I couldn't find an on-line page from the most recent annual, I'm guessing it's not been uploaded yet. If you look at what's happened to the total giving from the churches, which is the bottom line that's going to affect how much money is available for churches to give to the CP, you'll see that's not "flattened," that is in an accelerating decline, with almost half of the decline happening in the last three years of the current decade. There's a $600 million difference between 2009-2010 and 2013-14, a total deficit of $1.2 billion for that four year period. But there's almost a $300 million drop in just the past two years, and the 2015-16 figure, which isn't included in this report, is $355 million less than the previous year.

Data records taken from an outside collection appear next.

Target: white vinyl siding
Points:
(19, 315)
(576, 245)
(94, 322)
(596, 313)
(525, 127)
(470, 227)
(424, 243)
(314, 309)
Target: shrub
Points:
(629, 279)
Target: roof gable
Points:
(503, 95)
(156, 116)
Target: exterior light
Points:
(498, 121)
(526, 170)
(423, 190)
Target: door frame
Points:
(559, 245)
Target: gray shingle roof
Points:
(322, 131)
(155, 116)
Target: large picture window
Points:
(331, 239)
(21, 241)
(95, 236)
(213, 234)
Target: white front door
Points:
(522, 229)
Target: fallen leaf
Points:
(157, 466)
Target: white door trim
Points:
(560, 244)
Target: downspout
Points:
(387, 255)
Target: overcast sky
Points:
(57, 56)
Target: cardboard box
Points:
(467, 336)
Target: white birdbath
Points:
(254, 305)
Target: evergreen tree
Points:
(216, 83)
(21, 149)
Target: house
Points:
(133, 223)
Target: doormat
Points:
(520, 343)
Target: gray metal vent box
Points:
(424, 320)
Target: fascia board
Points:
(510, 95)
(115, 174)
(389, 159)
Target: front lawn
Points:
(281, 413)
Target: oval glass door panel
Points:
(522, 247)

The percentage of CP giving isn't declining all that rapidly, because this year's percentage is based on last year's total, which was less than the previous year. In the five year period from 2009-10 to 2013-14, the decline in CP giving was 8.56%. From 2013-14 to 2014-15 it was 4.5%, declining by about half as much in one year, as in the previous five. And as William notes in his blog, there's a lot of alarm over the fact that the decline in giving is over 4% in a relatively short period of time, and that decline is against a total budget that was already reduced by 5% from the previous year, because of a high percentage decline last year. Some of the Baptist state papers are sounding the same alarm.

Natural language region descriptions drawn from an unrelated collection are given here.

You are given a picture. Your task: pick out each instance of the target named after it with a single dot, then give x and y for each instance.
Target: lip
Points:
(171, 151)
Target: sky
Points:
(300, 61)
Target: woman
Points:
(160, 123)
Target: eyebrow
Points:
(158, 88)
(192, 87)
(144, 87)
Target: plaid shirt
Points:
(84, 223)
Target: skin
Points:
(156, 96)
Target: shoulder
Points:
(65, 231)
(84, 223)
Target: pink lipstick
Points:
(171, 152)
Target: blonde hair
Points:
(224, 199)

http://sbcvoices.com/not-good-news-coop ... ificantly/So the membership, attendance and total giving is down 10% since the peak in 2006, about a decade ago, with 65% of the decline coming since 2014. I'm not good at calculus, but if the rate of decline is accelerating, and the bulk of it has occurred in the past three years of a ten year period of declining numbers, I don't think that can be considered "leveling off," especially if, as William pointed out, the first half of the current year represents the single largest percentage decline to date. Many people, including their own, talented, insightful Ed Stetzer, have tried to figure out why. Those who are genuine and honest, and aren't afraid to state the facts, even though they're unpleasant, eventually get ignored and fall victim to those who don't want to face reality, and use their power to get rid of them, such as what is happening to Russell Moore right now. The obvious root cause is that there are only a handful of people left in SBC churches who are between the ages of 18 and 40, not because they've become heathen, but because the way most SBC congregations do church, and the attitude they take toward that task, sends a message to most of them to run the other way as far and as fast as they can go. So the median age of most of the churches has climbed past 65, pastors preach more funerals than they do weddings or baby dedications combined, and the rate of people leaving the church roll by dying, which is the only way you can get off some SBC church memberships, and even that is questionable, is far greater than those being baptized or born into the cradle roll.